Une vedette internationale
Ignacy (ou Ignace) Paderewski est né le 6 novembre 1860 à Kuryłówka en Podolie (Ukraine actuelle). Son enfance fut marquée par la brutalité de l’occupant russe ainsi que par les efforts de ses proches dans le contexte de la lutte pour l’Indépendance de la Pologne. En effet, il est âgé de deux ans au moment de l’Insurrection de Janvier, en 1863[1].
Ignacy entre au conservatoire de Varsovie à l’âge de douze ans ; au départ, il envisage une carrière de professeur de musique et ne fait alors pas encore preuve d’une virtuosité particulière. Il obtient son diplôme en 1879 avec grande distinction. Tout au long de sa jeunesse, il cultive ses deux grandes passions: le piano et le rêve d’une Pologne indépendante.
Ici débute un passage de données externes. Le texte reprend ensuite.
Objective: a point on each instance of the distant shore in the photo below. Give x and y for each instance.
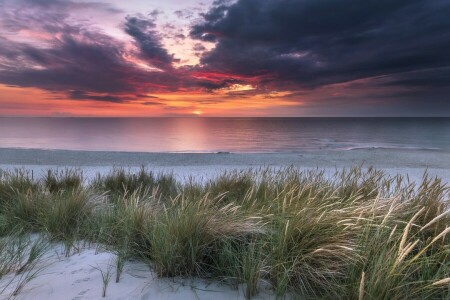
(393, 161)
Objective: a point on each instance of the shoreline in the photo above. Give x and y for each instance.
(412, 163)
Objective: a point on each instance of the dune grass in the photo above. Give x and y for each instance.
(356, 235)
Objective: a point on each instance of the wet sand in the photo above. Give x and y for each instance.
(393, 161)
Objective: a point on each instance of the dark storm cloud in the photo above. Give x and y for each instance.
(313, 43)
(149, 42)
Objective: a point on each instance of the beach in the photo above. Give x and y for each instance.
(413, 163)
(79, 275)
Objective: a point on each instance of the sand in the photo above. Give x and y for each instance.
(204, 165)
(77, 277)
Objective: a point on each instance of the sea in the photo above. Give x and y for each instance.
(234, 135)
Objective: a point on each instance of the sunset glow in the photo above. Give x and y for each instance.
(200, 58)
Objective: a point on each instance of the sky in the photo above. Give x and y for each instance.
(212, 58)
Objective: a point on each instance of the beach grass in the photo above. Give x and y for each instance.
(358, 234)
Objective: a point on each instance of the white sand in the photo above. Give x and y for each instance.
(406, 162)
(76, 277)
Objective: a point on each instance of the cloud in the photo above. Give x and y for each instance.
(148, 41)
(313, 43)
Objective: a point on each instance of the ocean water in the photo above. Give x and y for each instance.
(239, 135)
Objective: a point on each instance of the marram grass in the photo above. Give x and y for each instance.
(356, 235)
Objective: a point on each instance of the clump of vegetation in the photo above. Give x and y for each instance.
(356, 234)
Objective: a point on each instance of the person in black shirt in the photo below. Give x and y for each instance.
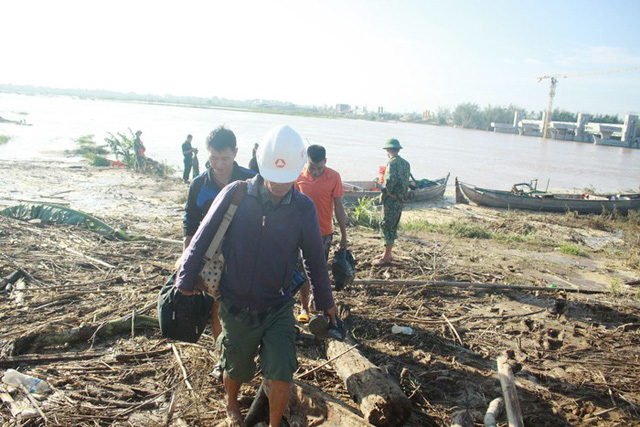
(187, 152)
(222, 169)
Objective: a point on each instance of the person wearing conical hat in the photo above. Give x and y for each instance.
(394, 193)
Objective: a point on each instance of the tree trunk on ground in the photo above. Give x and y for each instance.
(44, 339)
(308, 405)
(510, 393)
(381, 400)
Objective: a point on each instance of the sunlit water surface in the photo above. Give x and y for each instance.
(353, 146)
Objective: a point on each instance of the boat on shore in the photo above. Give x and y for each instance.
(527, 197)
(427, 190)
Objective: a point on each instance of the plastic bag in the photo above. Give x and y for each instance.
(343, 267)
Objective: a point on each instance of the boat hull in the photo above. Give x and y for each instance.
(546, 202)
(356, 190)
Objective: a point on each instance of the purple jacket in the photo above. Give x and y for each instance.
(261, 249)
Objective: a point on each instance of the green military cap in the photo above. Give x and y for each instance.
(393, 144)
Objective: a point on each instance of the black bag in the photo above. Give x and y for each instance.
(343, 267)
(182, 317)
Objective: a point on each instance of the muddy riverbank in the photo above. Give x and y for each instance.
(578, 352)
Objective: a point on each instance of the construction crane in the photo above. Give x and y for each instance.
(554, 81)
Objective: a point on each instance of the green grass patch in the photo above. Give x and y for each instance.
(512, 237)
(97, 160)
(87, 147)
(365, 214)
(460, 229)
(572, 250)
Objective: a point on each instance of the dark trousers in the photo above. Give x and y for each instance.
(188, 162)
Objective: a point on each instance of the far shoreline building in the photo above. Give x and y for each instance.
(624, 135)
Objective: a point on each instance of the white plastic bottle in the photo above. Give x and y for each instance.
(34, 385)
(405, 330)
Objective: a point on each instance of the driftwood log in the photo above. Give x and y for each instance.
(381, 400)
(44, 339)
(308, 405)
(462, 419)
(509, 391)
À partir de la fin des années 1880, il réalise des dizaines de concerts et de tournées internationales, particulièrement en Europe occidentale et aux États-Unis. Son talent est désormais révélé et reconnu comme hors du commun ; il ne laisse plus personne indifférent. Il devient au fur et à mesure une célébrité incontournable et se voit inviter dans les salons les plus huppés. Il joue des concerts dans le salles les plus prestigieuses de Paris à Londres en passant par Vienne et Washington. Dès les premières années du XXe siècle, Ignacy Paderewski devient ce que l’on appelle aujourd’hui un people. C’est à ce moment qu’apparaît même la mode du port de la cravate « à la Paderewski ». Parmi les grandes personnalités ayant assisté à ses performances, on peut notamment citer la Reine Victoria, le tsar Nicolas II, le Président américain Woodrow Wilson ou encore le compositeur russe Piotr Tchaïkovski.
Un des pères de l’Indépendance polonaise
Un tournant important dans la vie de Paderewski a lieu en 1910. Le 15 juillet de cette année, le virtuose de Podolie donne un discours enflammé à l’occasion du dévoilement d’un monument (financé par lui-même) commémorant les 500 ans de la victorieuse bataille de Grunwald[2] à Cracovie. Dans son discours rempli d’émotion, Paderewski fait l’éloge du patriotisme polonais et redonne une lueur d’espoir à ses compatriotes émus aux larmes. Il clame entre autres que l’Indépendance du pays est un rêve qu’il convient de réaliser. C’est ainsi que commence sa carrière politique.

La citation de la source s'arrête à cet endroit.